The games are admittedly very formulaic, but it’s a formula that works. The real pleasure is seeing worlds you’ve come to know and love rendered in cute blocky format, populated with equally cute little characters. The movement is simple and you don’t have to mess around with any camera controls, plus it’s really easy to hop in and out of with an intuitive split screen system.
(available on everything bar your Smart Fridge)
Wii Party and Wii Party U
Wii Party and Wii Party U are just a ton of really fun minigames with some basic structure slapped on top. I’d recommend skipping the party modes, where you are constantly slowed down by dice rolls, traps, and waiting for turns, and skip straight to the minigame selection. Some are better than others. My house’s clear favourite is Wii Party U’s Button Smashers, which is sort of like Twister with your hands, where you and a couple of friends all have to press different buttons on the Wii Remotes at once by crossing over arms and fingers.
(available on Wii, Wii U)
This is the big one. The jewel in the crown. Me and my housemates have easily amassed over 1000 hours on Mario Kart Wii and Mario Kart 8. It’s taken us through our worst days and our best, and through crises on both a global and local scale.
The controls are simple: one button to go, one to stop, one to shoot an item, and the stick to turn (motion controls simplify this even further), but the game is filled with so many little touches and nuances that there’s infinite room for improvement. This doesn’t really matter that much when your races are constantly interrupted by blue shells, banana peels, and bombs. These items make every race a little pocket of beautiful chaos.
The real draw of Mario Kart is that it requires a tiny amount of brain power to play.

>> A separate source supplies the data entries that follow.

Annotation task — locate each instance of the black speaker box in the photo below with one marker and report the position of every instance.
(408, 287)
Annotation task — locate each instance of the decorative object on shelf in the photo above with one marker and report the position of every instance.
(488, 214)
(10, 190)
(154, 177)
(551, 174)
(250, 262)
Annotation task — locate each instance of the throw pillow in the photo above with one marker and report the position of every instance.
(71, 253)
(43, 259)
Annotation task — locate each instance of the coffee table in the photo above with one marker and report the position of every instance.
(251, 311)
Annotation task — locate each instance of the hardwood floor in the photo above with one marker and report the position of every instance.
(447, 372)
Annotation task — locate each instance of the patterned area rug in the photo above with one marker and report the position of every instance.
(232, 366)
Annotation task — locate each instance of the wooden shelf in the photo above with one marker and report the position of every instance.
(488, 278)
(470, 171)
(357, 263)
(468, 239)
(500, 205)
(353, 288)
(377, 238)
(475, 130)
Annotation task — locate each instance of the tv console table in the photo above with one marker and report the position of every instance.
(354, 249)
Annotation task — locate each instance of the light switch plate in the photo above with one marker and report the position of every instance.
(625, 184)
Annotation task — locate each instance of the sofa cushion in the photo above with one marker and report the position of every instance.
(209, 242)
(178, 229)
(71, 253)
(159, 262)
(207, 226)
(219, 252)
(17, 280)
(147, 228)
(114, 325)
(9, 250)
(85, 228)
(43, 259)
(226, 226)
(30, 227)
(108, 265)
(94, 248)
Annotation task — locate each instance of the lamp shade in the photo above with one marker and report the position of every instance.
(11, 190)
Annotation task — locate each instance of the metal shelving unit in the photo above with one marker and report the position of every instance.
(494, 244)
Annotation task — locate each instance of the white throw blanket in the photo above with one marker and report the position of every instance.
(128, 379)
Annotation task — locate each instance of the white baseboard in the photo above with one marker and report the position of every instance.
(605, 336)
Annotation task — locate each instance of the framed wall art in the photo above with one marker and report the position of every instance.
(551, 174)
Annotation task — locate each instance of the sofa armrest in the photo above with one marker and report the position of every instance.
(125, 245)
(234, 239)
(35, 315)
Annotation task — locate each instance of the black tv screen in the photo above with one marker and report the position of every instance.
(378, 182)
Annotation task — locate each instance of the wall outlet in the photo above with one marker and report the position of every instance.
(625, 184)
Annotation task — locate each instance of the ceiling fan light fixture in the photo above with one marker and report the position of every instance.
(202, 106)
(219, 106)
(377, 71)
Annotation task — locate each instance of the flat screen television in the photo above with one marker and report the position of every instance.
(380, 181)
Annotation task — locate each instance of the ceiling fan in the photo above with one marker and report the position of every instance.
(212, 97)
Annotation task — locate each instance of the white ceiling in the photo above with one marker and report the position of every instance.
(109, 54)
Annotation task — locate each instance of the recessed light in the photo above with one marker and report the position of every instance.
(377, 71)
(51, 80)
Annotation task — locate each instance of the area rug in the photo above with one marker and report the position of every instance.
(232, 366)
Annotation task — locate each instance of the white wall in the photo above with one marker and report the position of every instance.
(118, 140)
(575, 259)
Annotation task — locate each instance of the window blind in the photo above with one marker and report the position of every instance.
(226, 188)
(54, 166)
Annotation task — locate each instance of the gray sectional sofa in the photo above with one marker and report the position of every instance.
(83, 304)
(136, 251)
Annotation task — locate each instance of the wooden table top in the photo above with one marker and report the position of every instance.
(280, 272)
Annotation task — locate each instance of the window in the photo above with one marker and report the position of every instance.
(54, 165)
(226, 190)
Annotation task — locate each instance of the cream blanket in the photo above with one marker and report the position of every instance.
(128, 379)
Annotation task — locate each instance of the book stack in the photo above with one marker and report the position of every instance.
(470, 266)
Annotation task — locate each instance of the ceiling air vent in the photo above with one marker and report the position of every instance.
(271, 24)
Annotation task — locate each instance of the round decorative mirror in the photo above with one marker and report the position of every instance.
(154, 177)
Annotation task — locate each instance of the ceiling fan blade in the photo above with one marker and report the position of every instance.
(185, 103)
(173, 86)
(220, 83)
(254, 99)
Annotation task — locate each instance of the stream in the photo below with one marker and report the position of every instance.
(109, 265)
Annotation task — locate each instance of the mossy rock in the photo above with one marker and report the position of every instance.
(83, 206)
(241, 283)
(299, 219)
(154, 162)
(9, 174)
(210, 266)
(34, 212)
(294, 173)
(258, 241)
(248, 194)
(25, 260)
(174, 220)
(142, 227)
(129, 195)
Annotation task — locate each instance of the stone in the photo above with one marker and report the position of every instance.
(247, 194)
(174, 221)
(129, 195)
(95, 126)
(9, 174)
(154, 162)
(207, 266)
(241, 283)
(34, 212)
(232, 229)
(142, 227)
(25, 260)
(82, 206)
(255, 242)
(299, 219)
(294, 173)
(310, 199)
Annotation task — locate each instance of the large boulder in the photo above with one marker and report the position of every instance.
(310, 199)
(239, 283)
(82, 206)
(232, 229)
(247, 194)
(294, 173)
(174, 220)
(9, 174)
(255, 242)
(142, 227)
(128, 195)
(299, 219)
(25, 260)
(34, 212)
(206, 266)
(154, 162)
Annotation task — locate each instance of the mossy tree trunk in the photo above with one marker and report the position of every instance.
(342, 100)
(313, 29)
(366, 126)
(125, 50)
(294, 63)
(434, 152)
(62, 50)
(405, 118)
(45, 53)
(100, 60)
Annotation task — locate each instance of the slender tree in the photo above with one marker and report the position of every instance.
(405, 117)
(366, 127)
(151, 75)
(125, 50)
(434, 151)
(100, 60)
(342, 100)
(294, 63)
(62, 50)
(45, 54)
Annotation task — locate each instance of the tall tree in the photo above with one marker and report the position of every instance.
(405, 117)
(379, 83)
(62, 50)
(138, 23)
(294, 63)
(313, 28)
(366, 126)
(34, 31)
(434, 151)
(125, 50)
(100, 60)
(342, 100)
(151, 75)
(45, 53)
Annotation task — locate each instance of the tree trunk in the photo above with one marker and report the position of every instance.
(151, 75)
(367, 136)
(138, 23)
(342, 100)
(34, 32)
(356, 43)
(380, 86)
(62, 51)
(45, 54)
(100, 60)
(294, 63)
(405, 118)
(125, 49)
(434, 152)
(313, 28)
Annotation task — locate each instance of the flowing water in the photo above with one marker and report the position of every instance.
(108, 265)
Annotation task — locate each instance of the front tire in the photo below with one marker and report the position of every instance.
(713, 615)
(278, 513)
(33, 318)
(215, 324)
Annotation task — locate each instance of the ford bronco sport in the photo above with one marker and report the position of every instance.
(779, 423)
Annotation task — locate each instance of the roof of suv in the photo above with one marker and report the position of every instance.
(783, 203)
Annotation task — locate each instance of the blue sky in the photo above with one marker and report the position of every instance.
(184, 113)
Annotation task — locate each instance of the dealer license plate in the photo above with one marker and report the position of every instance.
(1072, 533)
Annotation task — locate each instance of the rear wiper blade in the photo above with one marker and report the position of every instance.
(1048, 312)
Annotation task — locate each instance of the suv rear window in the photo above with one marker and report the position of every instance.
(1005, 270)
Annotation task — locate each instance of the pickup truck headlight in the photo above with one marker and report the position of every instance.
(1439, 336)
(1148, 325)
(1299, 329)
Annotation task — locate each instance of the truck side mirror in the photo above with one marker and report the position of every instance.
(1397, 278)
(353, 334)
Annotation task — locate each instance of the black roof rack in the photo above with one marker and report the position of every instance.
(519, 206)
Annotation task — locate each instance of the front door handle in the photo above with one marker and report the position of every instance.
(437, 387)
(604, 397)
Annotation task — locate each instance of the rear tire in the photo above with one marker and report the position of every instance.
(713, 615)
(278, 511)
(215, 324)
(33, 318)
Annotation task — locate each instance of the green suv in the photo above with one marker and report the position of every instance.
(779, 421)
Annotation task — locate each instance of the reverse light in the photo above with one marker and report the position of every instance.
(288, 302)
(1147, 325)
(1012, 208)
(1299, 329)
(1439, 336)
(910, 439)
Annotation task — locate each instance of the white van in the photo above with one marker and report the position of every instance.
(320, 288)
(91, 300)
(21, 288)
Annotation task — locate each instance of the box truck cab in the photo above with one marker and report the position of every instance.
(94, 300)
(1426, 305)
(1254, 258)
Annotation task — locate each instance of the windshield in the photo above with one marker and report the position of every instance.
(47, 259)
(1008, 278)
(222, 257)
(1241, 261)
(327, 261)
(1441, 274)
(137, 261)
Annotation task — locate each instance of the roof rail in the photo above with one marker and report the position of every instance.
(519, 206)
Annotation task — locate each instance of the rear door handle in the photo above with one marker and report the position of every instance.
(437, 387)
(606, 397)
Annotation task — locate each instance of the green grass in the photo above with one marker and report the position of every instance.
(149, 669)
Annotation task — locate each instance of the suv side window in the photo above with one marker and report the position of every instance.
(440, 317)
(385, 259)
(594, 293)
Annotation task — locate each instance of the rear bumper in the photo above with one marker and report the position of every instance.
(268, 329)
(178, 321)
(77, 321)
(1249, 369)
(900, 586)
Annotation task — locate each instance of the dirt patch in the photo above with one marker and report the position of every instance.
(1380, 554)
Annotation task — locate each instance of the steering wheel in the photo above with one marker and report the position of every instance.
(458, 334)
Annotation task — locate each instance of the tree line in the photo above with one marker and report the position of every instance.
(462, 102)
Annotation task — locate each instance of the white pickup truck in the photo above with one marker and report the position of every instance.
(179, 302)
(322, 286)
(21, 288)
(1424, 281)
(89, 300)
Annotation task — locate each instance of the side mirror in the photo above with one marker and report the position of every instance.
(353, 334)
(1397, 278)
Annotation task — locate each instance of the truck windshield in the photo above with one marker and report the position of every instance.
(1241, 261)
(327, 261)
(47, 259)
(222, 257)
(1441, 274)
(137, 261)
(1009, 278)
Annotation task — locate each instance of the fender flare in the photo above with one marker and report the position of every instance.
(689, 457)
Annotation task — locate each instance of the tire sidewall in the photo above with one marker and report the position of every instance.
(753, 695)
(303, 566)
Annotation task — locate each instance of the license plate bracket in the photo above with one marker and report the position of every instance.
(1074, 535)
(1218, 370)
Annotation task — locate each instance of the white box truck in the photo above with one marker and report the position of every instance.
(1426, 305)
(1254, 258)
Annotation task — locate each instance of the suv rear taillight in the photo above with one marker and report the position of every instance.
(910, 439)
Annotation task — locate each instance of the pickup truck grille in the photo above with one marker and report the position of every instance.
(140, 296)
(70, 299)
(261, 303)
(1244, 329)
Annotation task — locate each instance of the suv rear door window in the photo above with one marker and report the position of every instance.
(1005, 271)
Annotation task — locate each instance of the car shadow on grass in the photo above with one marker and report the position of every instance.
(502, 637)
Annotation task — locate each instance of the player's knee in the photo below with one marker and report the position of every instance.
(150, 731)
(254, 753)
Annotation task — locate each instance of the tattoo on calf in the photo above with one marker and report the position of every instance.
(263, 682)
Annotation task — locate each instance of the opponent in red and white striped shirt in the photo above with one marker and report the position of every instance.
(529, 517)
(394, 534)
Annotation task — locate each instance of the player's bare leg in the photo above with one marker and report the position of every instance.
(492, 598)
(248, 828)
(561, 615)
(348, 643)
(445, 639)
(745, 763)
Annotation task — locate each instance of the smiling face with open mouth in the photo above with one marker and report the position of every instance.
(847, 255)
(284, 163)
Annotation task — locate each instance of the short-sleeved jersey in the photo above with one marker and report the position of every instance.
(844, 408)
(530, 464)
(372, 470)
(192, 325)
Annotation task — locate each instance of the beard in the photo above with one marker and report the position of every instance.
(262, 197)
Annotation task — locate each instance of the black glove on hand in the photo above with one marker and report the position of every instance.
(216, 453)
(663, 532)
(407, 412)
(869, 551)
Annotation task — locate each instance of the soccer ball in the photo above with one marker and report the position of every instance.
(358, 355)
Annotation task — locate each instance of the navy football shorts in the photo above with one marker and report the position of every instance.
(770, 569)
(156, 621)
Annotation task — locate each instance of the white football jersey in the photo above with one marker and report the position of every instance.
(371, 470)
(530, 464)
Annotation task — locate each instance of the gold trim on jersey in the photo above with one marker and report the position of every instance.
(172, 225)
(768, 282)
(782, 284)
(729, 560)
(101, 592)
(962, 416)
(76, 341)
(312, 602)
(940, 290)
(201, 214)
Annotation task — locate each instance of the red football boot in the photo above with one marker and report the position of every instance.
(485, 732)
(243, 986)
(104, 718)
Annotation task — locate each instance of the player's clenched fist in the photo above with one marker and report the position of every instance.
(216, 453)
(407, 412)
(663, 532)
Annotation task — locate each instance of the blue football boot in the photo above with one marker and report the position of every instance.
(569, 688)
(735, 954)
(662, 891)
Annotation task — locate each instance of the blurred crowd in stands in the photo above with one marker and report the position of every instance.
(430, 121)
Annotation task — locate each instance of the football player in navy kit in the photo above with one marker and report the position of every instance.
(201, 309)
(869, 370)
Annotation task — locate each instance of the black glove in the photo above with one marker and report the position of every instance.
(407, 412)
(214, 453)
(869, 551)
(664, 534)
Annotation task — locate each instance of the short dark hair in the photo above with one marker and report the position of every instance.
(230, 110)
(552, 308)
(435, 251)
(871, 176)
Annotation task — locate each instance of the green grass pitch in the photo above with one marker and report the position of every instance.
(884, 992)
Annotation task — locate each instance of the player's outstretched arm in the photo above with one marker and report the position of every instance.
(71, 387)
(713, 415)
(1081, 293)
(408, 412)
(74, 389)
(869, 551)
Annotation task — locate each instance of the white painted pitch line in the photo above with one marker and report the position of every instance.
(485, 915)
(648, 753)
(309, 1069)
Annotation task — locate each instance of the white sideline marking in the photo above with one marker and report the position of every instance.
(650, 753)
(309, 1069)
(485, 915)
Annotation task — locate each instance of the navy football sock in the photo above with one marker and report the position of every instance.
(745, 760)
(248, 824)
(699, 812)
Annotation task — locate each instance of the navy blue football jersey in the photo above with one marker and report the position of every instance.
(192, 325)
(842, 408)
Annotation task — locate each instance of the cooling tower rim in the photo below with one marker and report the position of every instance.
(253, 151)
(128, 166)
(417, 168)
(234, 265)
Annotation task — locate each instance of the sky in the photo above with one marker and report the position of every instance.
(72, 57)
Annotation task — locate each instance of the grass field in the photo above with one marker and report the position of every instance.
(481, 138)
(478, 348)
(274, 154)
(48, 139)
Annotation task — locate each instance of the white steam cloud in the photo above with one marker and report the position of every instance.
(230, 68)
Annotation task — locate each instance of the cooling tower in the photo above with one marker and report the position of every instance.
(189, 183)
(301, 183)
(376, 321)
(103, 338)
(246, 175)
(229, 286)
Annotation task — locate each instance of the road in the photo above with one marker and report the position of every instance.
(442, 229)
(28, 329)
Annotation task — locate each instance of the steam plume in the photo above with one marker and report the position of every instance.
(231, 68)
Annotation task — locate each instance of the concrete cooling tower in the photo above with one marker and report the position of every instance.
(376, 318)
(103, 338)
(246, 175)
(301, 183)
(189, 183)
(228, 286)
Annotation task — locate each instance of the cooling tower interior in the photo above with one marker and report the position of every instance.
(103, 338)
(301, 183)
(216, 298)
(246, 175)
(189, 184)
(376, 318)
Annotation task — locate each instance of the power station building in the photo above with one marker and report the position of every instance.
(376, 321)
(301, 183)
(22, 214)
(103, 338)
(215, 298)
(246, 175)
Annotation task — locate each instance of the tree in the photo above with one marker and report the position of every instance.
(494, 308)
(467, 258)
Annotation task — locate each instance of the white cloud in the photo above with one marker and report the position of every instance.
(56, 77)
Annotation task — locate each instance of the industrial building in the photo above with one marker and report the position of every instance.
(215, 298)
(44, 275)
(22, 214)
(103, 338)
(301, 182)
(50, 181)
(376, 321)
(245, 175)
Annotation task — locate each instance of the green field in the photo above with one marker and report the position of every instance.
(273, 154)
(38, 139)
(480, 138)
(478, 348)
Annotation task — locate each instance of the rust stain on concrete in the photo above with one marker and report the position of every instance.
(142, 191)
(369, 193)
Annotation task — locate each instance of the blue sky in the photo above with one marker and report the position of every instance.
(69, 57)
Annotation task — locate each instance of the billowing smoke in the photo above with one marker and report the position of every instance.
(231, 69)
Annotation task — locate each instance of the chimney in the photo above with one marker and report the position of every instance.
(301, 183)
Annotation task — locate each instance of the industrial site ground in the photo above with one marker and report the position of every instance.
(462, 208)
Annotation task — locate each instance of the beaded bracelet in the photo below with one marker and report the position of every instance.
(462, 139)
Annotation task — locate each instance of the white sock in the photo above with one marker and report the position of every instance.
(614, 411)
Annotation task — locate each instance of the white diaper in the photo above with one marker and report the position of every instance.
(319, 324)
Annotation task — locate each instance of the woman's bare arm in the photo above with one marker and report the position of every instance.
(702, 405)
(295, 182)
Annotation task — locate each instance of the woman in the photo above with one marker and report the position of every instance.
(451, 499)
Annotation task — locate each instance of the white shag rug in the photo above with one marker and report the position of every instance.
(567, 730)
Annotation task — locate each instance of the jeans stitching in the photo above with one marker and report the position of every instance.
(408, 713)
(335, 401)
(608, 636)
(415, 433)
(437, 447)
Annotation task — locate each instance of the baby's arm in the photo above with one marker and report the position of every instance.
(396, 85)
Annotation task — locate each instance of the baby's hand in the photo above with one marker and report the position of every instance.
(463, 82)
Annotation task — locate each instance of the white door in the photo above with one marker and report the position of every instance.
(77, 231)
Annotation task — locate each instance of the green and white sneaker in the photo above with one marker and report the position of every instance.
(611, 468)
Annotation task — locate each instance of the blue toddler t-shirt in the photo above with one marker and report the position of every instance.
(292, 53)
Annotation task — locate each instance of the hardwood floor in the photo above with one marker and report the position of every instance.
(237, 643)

You can power through courses whilst having full conversations in the background, basically making it a better version of daytime TV. My house quickly replaced Homes under the Hammer with Rainbow Road and Dolphin Shoals.
(available on DS, Wii, Wii U, Nintendo Switch)
Gaming can be for everyone. Please, please, please, ignore the hyper-masculine marketing and off-putting violence. With the right guide, you too can venture into the wonderful world of anti-gravity driving, just dancing, and sword fighting.